The Snakemake pipeline creates the following directories under the output_dir specified in snake_conf.yaml. The rmdup and as_counts directories contain the final output.
- map1 - results from first mapping of reads to genome
- map1_sort - sorted BAM files from first mapping
- find_intersecting_snps - results from find_intersecting_snps.py
- map2 - results from second mapping of reads to genome
- map2_sort - sorted BAM files from second mapping
- filter_remapped_reads - results from filter_remapped_reads.py
- merge - merged reads that should be kept because they did not overlap a SNP or because they overlapped a SNP and all alleles remapped to the same location.
- rmdup - Final BAM files with duplicate reads removed. Only sort files need to be kept.

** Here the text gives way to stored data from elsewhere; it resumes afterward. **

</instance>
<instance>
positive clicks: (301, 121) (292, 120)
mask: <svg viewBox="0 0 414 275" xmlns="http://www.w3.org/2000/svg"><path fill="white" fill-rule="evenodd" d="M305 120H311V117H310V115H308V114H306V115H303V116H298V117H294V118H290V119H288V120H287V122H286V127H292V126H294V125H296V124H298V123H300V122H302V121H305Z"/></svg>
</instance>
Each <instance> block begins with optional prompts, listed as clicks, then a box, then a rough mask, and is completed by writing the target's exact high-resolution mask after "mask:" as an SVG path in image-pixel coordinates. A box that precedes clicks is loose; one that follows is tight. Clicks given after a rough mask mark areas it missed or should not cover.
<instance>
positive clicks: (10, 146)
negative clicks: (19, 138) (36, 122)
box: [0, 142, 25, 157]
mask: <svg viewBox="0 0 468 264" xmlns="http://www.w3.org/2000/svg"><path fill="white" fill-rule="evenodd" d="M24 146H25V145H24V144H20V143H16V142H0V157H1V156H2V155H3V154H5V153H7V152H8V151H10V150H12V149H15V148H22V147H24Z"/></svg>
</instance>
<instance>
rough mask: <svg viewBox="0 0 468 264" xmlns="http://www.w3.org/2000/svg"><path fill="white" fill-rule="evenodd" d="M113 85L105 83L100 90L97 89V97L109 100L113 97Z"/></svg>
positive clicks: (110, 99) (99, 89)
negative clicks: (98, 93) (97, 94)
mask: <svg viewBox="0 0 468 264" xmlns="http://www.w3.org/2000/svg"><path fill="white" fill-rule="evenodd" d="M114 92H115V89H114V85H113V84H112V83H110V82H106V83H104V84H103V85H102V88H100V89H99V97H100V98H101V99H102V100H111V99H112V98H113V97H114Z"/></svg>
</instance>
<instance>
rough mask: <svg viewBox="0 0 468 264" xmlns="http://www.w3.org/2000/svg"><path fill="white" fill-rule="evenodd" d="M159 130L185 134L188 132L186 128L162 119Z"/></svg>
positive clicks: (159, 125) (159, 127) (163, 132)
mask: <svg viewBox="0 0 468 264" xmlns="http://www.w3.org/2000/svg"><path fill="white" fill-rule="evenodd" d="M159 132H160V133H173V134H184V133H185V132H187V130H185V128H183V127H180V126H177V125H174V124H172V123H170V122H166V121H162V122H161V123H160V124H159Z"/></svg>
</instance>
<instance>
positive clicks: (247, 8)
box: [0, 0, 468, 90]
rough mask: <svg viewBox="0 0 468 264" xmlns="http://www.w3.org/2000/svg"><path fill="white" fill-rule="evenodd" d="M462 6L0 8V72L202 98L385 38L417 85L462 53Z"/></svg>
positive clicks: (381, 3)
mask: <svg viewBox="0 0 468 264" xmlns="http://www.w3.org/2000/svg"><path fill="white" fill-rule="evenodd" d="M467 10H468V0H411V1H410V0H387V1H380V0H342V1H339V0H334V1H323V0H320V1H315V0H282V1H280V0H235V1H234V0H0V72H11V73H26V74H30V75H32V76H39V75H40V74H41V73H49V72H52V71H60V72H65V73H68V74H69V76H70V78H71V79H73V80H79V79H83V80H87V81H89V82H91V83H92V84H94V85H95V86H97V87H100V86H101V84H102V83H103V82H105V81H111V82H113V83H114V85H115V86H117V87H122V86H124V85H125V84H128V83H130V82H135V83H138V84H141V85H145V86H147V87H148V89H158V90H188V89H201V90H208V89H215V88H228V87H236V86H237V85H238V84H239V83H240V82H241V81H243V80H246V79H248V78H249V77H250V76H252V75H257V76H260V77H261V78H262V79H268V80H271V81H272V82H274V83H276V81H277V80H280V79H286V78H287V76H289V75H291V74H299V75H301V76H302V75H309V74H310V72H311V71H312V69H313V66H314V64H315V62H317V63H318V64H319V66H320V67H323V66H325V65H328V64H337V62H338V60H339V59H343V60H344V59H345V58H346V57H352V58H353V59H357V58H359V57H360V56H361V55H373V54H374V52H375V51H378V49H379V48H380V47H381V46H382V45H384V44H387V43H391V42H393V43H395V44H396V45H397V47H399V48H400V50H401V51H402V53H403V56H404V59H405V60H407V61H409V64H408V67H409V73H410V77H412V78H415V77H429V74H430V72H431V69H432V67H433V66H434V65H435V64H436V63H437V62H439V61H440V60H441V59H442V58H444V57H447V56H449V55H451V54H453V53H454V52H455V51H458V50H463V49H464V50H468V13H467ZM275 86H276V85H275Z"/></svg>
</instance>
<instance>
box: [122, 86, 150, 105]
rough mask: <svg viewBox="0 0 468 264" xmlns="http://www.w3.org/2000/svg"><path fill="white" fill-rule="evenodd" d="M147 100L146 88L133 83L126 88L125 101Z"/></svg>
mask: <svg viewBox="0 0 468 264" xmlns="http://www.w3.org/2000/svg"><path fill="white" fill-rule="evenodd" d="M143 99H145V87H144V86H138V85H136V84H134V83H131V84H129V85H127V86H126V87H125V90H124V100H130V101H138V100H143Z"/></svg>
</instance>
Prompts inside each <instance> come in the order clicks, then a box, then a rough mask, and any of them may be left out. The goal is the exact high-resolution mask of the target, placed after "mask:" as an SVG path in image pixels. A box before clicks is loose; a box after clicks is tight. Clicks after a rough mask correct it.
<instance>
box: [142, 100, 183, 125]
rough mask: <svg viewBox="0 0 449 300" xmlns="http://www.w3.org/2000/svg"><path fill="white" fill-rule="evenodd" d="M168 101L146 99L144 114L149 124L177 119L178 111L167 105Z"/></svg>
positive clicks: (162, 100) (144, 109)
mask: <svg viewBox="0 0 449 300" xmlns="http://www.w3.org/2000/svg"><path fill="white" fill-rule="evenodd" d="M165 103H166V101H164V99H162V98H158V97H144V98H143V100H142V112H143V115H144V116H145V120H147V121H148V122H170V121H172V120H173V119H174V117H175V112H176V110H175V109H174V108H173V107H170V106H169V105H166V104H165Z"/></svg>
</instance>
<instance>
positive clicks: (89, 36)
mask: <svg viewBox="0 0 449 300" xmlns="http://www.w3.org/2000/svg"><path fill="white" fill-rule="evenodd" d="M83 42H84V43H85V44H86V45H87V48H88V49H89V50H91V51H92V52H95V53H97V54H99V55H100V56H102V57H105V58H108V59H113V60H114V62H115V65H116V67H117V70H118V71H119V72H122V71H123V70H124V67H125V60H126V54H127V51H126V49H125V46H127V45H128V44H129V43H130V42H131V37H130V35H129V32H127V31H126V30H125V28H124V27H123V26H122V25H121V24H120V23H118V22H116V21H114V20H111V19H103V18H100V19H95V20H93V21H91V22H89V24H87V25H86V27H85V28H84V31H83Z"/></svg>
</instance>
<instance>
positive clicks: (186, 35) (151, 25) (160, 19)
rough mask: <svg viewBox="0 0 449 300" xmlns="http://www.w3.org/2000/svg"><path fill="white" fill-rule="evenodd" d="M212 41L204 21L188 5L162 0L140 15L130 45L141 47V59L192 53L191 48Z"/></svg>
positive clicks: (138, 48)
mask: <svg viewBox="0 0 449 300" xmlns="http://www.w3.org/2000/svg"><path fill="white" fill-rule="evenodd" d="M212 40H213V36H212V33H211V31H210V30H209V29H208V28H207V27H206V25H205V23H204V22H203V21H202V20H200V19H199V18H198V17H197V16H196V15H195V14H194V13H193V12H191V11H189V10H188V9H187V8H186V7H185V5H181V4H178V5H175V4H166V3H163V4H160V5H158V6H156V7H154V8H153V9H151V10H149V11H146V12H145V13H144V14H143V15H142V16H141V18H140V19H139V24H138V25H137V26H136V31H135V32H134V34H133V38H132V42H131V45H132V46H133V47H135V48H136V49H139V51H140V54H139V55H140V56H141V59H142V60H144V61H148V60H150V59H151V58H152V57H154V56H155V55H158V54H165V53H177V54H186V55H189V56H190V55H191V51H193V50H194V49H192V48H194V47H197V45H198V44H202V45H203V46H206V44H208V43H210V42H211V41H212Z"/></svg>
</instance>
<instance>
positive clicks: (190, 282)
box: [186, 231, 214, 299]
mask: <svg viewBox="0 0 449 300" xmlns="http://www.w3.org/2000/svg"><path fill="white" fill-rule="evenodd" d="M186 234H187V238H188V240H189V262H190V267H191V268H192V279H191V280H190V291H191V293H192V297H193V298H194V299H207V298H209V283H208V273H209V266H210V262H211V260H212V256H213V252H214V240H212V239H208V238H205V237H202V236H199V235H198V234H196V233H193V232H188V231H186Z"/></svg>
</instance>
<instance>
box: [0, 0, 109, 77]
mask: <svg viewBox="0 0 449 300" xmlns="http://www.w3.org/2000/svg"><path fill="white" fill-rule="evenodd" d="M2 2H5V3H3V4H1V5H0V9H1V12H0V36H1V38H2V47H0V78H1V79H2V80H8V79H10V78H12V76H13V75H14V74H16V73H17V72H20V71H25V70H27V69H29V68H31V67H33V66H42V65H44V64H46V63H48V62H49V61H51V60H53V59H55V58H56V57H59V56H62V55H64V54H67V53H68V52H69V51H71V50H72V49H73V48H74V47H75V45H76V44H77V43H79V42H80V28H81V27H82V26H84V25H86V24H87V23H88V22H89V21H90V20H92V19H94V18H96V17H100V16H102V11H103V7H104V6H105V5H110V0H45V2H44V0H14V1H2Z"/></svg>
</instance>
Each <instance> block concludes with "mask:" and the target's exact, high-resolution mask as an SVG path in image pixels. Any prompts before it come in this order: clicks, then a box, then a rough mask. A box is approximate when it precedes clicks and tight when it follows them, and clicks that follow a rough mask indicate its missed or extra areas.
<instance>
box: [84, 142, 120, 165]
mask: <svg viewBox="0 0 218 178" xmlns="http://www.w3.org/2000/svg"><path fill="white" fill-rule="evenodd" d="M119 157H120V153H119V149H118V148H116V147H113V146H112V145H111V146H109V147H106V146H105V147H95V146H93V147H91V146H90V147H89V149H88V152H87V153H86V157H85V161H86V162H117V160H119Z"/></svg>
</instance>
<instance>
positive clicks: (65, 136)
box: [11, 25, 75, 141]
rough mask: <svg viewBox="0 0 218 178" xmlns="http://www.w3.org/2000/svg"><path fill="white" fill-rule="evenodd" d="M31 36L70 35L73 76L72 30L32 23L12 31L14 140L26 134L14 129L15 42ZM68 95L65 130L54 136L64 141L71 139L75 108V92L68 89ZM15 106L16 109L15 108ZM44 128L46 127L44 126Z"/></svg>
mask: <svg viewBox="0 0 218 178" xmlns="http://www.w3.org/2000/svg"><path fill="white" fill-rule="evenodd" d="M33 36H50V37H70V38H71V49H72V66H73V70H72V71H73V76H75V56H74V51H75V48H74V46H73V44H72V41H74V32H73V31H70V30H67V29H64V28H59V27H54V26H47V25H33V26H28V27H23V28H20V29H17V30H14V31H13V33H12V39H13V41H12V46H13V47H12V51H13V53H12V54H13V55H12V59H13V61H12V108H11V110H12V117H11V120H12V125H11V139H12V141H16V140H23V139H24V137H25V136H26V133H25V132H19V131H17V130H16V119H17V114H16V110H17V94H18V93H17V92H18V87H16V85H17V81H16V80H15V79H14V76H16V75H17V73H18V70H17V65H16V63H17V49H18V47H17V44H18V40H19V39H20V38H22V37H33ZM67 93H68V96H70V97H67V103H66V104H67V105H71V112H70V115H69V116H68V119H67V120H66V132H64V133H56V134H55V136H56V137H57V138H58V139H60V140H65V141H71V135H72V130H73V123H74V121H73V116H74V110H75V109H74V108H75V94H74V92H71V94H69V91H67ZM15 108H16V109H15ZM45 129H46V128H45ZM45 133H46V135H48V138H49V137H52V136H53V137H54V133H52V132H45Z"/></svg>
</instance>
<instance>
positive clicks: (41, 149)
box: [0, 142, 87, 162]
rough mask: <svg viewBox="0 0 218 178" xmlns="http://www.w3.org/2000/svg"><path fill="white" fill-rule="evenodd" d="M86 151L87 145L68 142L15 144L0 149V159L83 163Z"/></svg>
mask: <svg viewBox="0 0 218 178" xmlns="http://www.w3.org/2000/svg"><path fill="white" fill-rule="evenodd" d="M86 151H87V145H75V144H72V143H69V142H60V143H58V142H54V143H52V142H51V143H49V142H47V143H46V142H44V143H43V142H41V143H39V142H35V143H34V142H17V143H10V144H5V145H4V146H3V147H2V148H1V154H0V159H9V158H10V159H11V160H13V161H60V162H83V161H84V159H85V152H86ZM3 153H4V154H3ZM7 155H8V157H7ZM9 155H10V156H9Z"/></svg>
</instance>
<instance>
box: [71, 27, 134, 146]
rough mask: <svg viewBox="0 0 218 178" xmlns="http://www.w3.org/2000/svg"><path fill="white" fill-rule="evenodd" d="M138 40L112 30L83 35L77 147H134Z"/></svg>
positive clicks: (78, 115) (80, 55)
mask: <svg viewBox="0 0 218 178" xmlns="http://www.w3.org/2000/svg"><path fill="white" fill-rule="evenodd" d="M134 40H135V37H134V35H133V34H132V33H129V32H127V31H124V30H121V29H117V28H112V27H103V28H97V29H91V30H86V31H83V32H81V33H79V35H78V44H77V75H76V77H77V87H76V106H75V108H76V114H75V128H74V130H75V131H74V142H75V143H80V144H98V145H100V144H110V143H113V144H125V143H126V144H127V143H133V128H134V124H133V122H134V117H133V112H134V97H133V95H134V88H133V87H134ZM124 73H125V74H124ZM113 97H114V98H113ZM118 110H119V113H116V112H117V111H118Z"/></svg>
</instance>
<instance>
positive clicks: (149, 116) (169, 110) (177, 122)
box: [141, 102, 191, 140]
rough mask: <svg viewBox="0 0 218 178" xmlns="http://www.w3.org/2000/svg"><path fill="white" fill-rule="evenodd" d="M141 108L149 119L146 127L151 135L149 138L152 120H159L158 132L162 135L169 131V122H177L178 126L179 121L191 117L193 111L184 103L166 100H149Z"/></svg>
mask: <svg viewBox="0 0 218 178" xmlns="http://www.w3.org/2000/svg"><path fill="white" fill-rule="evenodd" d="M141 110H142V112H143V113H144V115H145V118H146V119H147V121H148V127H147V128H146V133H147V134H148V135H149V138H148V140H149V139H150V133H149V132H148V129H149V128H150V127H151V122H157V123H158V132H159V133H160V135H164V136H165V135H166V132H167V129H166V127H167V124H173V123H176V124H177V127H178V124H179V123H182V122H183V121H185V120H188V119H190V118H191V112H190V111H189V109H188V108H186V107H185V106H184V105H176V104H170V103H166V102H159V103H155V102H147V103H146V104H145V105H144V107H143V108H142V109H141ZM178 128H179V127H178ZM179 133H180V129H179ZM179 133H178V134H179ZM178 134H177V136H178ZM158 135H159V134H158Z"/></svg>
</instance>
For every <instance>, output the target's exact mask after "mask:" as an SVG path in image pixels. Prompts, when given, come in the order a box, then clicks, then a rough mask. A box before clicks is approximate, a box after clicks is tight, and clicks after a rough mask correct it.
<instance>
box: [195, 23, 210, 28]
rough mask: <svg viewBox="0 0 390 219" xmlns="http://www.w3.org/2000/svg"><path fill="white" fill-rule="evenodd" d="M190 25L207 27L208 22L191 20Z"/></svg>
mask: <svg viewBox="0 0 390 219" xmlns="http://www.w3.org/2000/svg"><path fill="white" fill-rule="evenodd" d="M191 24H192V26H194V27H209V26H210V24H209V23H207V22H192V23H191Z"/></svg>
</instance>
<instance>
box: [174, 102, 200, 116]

- as_counts - allele specific read counts at polymorphic SNPs
Once the pipeline is complete, most of the files can be removed to save space:
# remove unsorted files from rmdup dir:
ls rmdup/ | grep -v sort | xargs rm
# remove intermediate files and directories:
rm -rf map1 map1_sort find_intersecting_snps map2 map2_sort filter_remapped_reads merge
By default Snakemake will write an output and error file for each job
to your home directory. These files will be named like snakejob.<rulename>.<job_num>.sh.{e|o}<sge_jobid>
. For example:
# contains error output for extract_haplotype_read_counts rule:
snakejob.find_intersecting_snps_paired_end.13.sh.e4507125
If a rule fails, you should check the appropriate output file to see what error occurred. A major benefit of Snakemake is that if you re-run snakemake after a job fails it will pickup where it left off.
You should make sure that all of the existing jobs have been killed before re-starting the pipeline.